The morning’s cold air clings tightly to the skin as if likewise in shock and seeking comfort. The witnesses, who covered their large eyes, knelt, or turned away at the moment of the passing now regain their composure. The weak sun faintly illuminating stunned faces who reluctantly take in the scene.
The small metal body lays stomach down where it had fallen, hands outstretched as if in surprise; it swims, still in its distinctive leather jacket, in a mixture of oil and an undiscernable gloop steadily pouring out without restraint onto the damp cobbled stones below. The ecstatic Frenchman, dressed in scanty women’s clothing and sporting a pulsing erection clearly unbothered by the deathly chill, takes in his final victory with an exhale; the large, rusty blade with a new oily coating in his hand sways lightly in the wind. An old enemy of countless battles finally vanquished and cast to the netherworld, never to return.
His gaze rests upon the severed head, some ten feet from its body and vacantly staring at the nervously shuffling feet of its own kind, the light brown wig still clinging tenaciously, unaware that its line of duty was now at an end. He picks it up with a care and tenderness unlike the hatred he had poured upon it in times past. Two pairs of empty eyes locked together for a moment that seems to stretch for eternity, a memory that one would relish and relieve day after day even until the lonely, choking throes of the noose a few years from now.
He turns to the other Frenchman, with obvious foreign blood, who approaches with a quilted scarlet pillow outstretched in his hands, awaiting the final delivery into his possession. This one had come all the way from Bordeaux to personally witness the end of an era at the hands of his fellow countryman; though there was no love nor favour granted in this, only a quiet acknowledgment and a desire to part ways as soon as politeness permitted.

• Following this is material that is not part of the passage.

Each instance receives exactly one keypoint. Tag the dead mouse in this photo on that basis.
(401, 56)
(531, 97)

The head is slowly and delicately placed onto the cushion, now angled to gaze up at the endless grey sky above, then the foreign Frenchman turns and moves to the group of Nandroids behind him, a bobbing assortment of wig colours and strained faceplates. In front of the others meekly stands one that had attended to the departed just moments before, its hollow blue eyes fixed upon the head as it paused and hovered expectantly before her.

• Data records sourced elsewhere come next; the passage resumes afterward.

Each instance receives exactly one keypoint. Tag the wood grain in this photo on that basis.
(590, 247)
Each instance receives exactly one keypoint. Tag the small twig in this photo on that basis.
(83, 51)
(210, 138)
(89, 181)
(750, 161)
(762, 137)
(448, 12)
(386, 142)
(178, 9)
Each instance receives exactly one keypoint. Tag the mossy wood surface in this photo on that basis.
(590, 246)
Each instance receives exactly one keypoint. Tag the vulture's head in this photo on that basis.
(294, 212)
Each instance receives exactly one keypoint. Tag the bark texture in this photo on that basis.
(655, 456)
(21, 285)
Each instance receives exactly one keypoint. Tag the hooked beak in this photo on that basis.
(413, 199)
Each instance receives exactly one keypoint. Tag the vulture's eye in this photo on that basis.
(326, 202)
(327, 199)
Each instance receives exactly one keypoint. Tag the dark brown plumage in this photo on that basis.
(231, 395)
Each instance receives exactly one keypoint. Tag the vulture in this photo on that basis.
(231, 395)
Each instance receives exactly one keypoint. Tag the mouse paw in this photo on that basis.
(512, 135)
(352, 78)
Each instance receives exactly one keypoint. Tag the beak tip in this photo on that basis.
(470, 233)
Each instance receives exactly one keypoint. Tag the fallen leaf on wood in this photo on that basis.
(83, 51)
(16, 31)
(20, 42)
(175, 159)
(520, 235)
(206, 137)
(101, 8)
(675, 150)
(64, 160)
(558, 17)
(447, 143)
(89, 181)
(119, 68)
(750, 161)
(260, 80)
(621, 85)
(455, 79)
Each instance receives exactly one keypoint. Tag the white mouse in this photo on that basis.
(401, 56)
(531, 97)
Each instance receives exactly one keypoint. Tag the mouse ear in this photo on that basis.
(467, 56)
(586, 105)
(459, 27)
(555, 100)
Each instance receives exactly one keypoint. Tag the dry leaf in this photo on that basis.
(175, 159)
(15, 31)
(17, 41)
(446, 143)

She grasps it, tensing and gasping quietly as her arms droop before recovering, not anticipating the weight it carried. She pauses for a few seconds, perhaps processing the enormity of what has happened, then turns and is enveloped by her friends, who quietly begin to walk with her to the remains. They will not let any human touch them; silk white palms out, they force back those who try to help, to console or reassure. Slipping on the dark fluids, the sound of metal tapping on stone, they surround and stoop over the artificial carcass, pulling away the chair in which the final moments had been spent. A faint whirring of limb motors as they lift what is left of their friend, gripping by the jacket and jeans; afraid the clothing will tear and the contact of live metal with inert. They organise and, unspokenly, begin to walk in synchronisation, faces fixed on the grassy plain thirty yards ahead, a very small rectangular coffin lying in wait next to a freshly dug hole of a similar size.

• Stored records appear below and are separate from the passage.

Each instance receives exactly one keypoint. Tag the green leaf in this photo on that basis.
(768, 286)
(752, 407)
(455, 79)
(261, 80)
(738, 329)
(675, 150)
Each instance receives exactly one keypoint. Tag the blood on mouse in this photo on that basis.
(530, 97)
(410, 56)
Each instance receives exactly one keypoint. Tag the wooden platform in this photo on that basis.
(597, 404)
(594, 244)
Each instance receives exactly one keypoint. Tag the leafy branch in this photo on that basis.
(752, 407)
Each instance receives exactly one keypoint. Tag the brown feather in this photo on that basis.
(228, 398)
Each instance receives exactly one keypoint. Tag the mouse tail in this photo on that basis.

The small frame just about fits, the jacket rubbing and creasing against the walls of its wooden tomb as the thin arms are crossed over the narrow chest. The Nandroid holding the crown genuflects with her still leaking parcel, her faceplate frozen bar the lips moving soundlessly no doubt with parting words and a curse for the executioner. As there is no other space, she carefully places it upon the corpse’s pointy feet. Standing up, loose strands of her auburn bob cut blowing faintly in the wind, her sisters join alongside and pay their final, mute goodbye.
They remain motionless until the coffin’s lid is sealed, then begin to leave; their now darkened gloves again held up and away from themselves to reject all offers and to not stain their dresses, quietly departing in the direction of a waiting motorcar.